Hint: We are to first identify the point at which the triangle is right angled. Then from the given points we can get the distance between two points in order to find the length of the base and height of the triangle, by using the formula,
$d = \sqrt {{{\left( {{x_2} - {x_1}} \right)}^2} + {{\left( {{y_2} - {y_1}} \right)}^2}} $
So, after finding the height and base we can use the area of triangle, given,
Area of triangle, ${A_r} = \dfrac{1}{2} \times base \times height$
Now, from the given conditions, we can find the values of k.

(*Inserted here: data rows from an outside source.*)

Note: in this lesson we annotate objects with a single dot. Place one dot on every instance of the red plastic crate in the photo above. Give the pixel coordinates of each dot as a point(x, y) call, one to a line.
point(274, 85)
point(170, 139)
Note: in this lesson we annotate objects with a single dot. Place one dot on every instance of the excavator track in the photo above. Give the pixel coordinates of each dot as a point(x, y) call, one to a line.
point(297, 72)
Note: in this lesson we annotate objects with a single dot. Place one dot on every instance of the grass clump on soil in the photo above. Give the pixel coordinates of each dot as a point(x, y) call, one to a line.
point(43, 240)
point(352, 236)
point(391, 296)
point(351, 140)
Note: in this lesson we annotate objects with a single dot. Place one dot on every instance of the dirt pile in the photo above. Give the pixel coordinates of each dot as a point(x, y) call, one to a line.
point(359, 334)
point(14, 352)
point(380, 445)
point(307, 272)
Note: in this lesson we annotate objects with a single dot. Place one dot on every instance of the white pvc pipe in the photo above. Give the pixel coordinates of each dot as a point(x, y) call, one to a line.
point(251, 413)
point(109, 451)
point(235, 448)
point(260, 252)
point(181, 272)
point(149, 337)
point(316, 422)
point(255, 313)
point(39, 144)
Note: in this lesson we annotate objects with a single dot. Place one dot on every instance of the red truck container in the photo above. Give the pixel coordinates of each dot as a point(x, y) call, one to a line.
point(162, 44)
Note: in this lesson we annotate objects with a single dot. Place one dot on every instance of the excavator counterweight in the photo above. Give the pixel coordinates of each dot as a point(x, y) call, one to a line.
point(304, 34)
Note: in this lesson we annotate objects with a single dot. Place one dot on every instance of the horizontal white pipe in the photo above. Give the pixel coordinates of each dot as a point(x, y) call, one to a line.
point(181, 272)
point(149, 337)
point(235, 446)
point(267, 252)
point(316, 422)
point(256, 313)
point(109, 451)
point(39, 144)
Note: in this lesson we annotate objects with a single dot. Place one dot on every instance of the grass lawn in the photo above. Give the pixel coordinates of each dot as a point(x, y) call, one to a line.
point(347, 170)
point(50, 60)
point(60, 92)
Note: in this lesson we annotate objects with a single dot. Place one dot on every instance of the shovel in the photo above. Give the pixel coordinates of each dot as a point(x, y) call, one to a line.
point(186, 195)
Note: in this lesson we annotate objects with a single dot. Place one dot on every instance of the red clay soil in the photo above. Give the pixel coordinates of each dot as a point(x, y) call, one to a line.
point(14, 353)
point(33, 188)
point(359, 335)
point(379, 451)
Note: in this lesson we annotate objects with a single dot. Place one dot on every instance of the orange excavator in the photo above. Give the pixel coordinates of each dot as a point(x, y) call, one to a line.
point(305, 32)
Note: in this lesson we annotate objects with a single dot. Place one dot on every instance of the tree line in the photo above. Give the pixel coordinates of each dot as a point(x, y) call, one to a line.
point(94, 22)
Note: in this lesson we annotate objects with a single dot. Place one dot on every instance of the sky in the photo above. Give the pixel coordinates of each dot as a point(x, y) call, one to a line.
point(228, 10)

Complete step by step answer:
The given points are, $A\left( {1,k} \right)$, $B\left( {1,1} \right)$, $C\left( {2,1} \right)$.
Also, the area of the triangle is given to be $1$ sq. units.
Now, given $AC$ is the hypotenuse of the triangle, so, that means the triangle is right angled at $B$.
So, the base and height of the triangle are $AB$ and $BC$.
Now, by using the distance formula, we get,
$AB = \sqrt {{{\left( {1 - 1} \right)}^2} + {{\left( {1 - k} \right)}^2}} $
$ \Rightarrow AB = \sqrt {{{\left( 0 \right)}^2} + {{\left( {1 - k} \right)}^2}} $
$ \Rightarrow AB = \sqrt {{{\left( {1 - k} \right)}^2}} $
$ \Rightarrow AB = \pm (1 - k)$
And, $BC = \sqrt {{{\left( {2 - 1} \right)}^2} + {{\left( {1 - 1} \right)}^2}} $
$ \Rightarrow BC = \sqrt {{{\left( 1 \right)}^2} + {{\left( 0 \right)}^2}} $
$ \Rightarrow BC = 1$
So, we have the height and base of the triangle.
So, using the formula of area of a triangle, we get,
Area of triangle, ${A_r} = \dfrac{1}{2} \times base \times height$
$ \Rightarrow {A_r} = \dfrac{1}{2} \times \left( { \pm \left( {1 - k} \right)} \right) \times 1$
$ \Rightarrow {A_r} = \dfrac{{ \pm (1 - k)}}{2}$
Now, given, the area of the triangle is $1$.
Now, substituting the value in the above equation, we get,
$\dfrac{{ \pm \left( {1 - k} \right)}}{2} = 1$
$ \Rightarrow 2 = \pm \left( {1 - k} \right) - - - - \left( 1 \right)$
Now, for $ + \left( {1 - k} \right)$, we get,
$ \Rightarrow 2 = 1 - k$
Adding $ - 1$ on both sides, we get,
$ \Rightarrow 2 - 1 = - k$
$ \Rightarrow 1 = - k$
Multiplying both sides with $ - 1$, we get,
$ \Rightarrow k = - 1$
Now, for $ - \left( {1 - k} \right)$ in equation $\left( 1 \right)$, we get,
$ \Rightarrow 2 = - \left( {1 - k} \right)$
$ \Rightarrow 2 = - 1 + k$
Now, adding $1$ on both sides, we get,
$ \Rightarrow 2 + 1 = k$
$ \Rightarrow k = 3$
Therefore, the set of values which $k$ can take is $\left\{ { - 1,3} \right\}$, the correct option is option (C).

Note:
We can also do the given problem by another method. We can find the area of the triangle only if the points of the triangle are given. Then we can use the formula,
Area of triangle, ${A_r} = \dfrac{1}{2}\left| {{x_1}\left( {{y_2} - {y_3}} \right) + {x_2}\left( {{y_3} - {y_1}} \right) + {x_3}\left( {{y_1} - {y_2}} \right)} \right|$
But, in the given problem if this method is used, the equation may become a bit complex, so we chose the simpler approach.